We are already suffering an overwhelming downturn in staffing applications from EU/EAA countries due to the uncertainty that Brexit is already causing. If the migration of nurses from EEA countries stopped completely, the Department of Health predicts the UK would have a shortage of 20,000 nurses by 2025/26. Some hospitals have significantly larger numbers of EU workers than others, such as Royal Brompton in London, where one in five workers is from the EU/EAA. How will this be accounted for? 

Britain’s solid pharmaceutical industry – which plays an integral part in the NHS and our everyday lives – is also at risk from Brexit.

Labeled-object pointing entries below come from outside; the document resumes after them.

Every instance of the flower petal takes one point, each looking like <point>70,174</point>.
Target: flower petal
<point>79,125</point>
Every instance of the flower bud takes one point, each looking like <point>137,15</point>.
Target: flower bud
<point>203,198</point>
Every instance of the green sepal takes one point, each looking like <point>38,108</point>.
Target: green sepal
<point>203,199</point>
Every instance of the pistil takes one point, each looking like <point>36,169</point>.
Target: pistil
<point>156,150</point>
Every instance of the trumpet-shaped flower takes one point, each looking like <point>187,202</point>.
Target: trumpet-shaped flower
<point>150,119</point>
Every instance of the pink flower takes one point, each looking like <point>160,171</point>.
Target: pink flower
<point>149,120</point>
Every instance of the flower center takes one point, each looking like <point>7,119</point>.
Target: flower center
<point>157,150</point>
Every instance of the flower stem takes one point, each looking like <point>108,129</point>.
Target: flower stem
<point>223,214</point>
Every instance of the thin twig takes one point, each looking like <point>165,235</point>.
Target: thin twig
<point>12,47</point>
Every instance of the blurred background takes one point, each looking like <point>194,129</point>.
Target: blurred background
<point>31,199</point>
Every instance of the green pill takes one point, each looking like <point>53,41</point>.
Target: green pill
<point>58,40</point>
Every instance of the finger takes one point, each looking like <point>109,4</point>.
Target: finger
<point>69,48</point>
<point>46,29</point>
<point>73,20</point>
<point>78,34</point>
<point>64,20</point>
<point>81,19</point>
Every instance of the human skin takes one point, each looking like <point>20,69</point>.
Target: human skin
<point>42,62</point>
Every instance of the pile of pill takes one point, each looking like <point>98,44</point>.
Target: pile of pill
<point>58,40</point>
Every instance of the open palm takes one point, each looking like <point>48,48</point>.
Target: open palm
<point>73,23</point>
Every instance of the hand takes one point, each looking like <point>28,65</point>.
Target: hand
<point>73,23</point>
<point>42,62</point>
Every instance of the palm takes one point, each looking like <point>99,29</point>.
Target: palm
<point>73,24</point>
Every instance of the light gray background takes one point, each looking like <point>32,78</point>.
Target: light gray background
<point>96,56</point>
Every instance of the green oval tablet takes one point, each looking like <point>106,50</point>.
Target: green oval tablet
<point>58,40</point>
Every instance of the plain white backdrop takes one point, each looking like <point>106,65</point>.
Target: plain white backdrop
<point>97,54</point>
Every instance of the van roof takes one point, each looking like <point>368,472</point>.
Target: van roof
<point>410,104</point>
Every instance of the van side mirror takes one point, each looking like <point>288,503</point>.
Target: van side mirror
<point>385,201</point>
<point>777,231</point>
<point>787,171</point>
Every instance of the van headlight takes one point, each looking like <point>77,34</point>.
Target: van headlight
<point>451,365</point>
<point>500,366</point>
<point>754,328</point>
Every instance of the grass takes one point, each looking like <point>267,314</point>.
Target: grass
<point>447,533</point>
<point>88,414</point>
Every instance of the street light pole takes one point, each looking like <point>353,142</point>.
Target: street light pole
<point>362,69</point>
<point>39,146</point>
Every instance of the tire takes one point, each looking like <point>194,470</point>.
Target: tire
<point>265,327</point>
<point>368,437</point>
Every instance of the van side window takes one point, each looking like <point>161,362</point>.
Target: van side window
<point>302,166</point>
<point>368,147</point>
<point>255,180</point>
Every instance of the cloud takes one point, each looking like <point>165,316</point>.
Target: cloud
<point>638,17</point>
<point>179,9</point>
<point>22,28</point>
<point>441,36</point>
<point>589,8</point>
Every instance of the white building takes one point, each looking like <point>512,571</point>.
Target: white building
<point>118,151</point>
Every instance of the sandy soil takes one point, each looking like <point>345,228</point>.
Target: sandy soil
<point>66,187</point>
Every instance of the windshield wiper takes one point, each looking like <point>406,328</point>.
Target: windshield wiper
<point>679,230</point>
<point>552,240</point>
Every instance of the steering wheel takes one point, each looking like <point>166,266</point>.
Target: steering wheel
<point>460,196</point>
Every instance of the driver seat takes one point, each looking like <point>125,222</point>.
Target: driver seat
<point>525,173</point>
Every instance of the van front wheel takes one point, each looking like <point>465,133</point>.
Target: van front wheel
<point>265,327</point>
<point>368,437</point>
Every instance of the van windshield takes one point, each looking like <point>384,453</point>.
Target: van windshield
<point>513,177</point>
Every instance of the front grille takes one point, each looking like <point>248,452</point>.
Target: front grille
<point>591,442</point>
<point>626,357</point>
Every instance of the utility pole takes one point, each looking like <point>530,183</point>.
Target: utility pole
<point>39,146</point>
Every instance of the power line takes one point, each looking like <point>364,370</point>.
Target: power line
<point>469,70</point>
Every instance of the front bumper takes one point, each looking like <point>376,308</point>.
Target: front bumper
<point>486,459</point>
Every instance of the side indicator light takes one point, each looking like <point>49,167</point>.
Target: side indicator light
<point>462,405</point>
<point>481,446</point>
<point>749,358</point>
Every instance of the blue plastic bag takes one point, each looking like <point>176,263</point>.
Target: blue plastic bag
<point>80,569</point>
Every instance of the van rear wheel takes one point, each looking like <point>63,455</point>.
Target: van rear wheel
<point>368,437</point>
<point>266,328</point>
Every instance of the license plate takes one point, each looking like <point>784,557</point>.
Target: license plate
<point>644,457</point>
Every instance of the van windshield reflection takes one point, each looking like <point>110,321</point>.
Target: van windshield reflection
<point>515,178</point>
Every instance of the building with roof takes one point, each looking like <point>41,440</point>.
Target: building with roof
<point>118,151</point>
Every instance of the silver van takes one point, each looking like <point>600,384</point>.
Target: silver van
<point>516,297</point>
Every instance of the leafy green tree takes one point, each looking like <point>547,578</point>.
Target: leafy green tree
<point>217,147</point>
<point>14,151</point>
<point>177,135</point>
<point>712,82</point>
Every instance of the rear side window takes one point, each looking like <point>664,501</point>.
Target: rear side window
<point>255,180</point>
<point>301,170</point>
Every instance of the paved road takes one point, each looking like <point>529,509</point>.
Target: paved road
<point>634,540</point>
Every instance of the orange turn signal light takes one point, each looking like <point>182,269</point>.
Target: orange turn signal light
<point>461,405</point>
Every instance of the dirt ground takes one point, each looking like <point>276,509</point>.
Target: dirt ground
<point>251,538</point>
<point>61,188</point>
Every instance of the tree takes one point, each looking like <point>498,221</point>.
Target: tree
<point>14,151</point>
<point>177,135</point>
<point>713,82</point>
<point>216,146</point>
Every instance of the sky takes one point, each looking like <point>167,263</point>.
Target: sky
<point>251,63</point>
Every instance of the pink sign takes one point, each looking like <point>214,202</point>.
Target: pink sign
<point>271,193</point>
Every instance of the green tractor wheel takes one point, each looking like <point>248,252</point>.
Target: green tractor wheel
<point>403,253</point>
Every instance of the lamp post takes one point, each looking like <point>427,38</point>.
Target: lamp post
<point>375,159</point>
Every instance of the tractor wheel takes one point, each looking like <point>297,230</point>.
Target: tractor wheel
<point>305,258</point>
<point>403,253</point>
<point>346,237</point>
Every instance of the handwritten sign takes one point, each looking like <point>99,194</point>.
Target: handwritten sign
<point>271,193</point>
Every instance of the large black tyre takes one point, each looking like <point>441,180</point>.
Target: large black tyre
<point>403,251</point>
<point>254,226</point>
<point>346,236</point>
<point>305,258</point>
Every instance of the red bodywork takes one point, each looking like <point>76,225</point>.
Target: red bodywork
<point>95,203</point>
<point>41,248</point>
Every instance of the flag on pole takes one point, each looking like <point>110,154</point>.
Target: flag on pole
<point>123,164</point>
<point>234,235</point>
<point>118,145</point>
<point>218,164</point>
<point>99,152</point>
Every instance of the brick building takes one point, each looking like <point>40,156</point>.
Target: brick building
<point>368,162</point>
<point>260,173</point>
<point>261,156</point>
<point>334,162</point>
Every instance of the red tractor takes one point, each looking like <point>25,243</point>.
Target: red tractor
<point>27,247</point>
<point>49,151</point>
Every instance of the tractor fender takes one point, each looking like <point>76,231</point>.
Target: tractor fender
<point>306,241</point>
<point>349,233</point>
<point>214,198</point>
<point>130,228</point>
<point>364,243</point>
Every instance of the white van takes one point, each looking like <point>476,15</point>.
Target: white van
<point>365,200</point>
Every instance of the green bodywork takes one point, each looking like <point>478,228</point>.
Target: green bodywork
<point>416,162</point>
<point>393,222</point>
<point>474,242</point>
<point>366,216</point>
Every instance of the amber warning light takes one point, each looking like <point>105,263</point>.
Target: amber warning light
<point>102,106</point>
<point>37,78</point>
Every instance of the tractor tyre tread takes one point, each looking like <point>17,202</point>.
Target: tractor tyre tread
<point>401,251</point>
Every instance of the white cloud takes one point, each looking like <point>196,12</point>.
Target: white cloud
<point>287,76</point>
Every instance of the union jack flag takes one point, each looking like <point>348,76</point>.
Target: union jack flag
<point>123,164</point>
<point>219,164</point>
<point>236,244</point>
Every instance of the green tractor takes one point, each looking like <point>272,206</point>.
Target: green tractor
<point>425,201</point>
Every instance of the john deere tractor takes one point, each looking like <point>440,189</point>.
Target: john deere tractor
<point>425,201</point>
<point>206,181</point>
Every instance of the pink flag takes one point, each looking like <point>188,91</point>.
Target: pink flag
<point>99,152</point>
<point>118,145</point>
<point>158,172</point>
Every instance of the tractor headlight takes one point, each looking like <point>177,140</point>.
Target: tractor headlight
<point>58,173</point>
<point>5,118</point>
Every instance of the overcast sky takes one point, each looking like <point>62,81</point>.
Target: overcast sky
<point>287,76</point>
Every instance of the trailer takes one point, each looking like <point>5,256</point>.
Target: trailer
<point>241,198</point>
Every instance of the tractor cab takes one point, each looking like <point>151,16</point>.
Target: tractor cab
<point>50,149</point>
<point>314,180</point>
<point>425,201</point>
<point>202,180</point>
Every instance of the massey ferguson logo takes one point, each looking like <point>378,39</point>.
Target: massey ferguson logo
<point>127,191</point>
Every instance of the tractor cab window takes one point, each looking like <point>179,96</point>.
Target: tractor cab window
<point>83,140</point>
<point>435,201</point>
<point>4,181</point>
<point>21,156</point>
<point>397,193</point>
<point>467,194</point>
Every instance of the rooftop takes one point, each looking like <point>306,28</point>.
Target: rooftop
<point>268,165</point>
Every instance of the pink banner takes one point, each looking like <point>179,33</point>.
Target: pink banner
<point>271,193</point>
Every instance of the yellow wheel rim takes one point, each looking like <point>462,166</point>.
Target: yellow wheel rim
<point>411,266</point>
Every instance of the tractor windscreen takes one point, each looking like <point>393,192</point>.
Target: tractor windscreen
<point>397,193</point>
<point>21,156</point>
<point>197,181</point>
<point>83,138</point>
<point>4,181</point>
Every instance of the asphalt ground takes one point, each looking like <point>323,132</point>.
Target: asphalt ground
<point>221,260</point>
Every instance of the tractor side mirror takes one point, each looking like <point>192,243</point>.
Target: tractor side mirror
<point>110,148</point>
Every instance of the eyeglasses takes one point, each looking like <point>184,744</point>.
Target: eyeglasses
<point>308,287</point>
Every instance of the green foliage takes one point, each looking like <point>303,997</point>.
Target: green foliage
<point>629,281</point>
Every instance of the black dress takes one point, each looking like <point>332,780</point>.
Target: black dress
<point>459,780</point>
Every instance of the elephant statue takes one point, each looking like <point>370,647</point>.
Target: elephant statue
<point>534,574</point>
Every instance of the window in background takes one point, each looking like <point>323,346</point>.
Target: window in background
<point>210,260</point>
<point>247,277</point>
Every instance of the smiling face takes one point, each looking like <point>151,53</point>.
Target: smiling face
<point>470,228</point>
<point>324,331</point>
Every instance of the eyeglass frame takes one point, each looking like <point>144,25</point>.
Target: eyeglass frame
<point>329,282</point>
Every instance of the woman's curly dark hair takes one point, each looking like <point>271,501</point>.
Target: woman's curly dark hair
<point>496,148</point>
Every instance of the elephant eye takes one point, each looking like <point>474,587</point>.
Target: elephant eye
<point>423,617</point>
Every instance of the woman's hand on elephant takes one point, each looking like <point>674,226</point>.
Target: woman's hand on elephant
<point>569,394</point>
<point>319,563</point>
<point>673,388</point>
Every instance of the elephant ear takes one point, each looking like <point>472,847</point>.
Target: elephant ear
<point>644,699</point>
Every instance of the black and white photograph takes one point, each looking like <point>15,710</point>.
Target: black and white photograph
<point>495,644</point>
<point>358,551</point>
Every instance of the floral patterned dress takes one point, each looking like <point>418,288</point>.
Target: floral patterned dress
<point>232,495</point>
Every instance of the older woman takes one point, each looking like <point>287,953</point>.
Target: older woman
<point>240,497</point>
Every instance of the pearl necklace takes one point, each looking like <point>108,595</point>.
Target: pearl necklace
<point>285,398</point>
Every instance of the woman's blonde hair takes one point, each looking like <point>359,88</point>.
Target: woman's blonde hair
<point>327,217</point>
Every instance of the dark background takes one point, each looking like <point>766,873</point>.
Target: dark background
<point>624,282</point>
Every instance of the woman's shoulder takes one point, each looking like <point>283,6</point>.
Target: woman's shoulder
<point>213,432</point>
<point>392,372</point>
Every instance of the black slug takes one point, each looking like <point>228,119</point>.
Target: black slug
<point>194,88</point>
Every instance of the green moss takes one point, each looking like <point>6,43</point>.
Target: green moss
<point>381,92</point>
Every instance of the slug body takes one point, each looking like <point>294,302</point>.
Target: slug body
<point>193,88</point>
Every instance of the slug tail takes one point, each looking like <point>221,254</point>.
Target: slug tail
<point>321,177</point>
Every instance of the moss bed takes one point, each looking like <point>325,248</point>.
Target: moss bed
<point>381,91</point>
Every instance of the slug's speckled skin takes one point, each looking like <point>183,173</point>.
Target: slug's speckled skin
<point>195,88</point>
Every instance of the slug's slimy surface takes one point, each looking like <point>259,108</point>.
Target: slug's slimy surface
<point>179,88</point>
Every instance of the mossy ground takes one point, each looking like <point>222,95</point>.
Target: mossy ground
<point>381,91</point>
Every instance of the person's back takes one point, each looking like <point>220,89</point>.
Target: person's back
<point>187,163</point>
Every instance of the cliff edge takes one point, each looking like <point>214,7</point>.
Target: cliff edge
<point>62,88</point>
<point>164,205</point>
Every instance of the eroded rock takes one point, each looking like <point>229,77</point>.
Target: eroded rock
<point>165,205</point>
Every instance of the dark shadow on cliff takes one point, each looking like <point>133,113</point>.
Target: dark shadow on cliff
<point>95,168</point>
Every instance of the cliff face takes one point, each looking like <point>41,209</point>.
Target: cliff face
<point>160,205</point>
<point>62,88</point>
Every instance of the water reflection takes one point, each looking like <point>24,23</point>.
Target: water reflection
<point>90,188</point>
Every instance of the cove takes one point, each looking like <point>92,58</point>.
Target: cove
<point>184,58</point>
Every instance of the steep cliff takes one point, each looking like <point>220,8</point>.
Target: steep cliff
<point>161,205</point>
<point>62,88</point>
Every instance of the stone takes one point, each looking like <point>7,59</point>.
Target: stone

London is the current home of the highly prized EU regulatory body, the European Medicine Agency, which was won by John Major in 1994 after the ratification of the Maastricht Treaty.

The EMA is tasked with ensuring that all medicines available on the EU market are safe, effective and of high quality. The UK’s relationship with the EMA is unquestionably vital to the functioning of the NHS.

As well as delivering 900 highly skilled jobs of its own, the EMA is associated with 1,299 QPPV’s (qualified person for pharmacovigilance). Various subcontractors, research organisations and drug companies have settled in London to be close to the regulatory process.

The government may not be able to prevent the removal of the EMA, but it is entirely in its power to retain EU medical staff. 

Yet Theresa May has failed to reassure EU citizens, with her offer to them falling short of continuation of rights. Is it any wonder that 47 per cent of highly skilled workers from the EU are considering leaving the UK in the next five years?

During the election, May failed to declare how she plans to increase the number of future homegrown nurses or how she will protect our current brilliant crop of European nurses – amounting to around 30,000 roles.

A compromise in the form of an EFTA arrangement would lessen the damage Brexit is going to cause to every single facet of our NHS. Yet the government's rhetoric going into the election was "no deal is better than a bad deal". 

Whatever is negotiated with the EU over the coming years, the NHS faces an uncertain and perilous future. The government needs to act now, before the larger inevitable disruptions of Brexit kick in, if it is to restore stability and efficiency to the health service.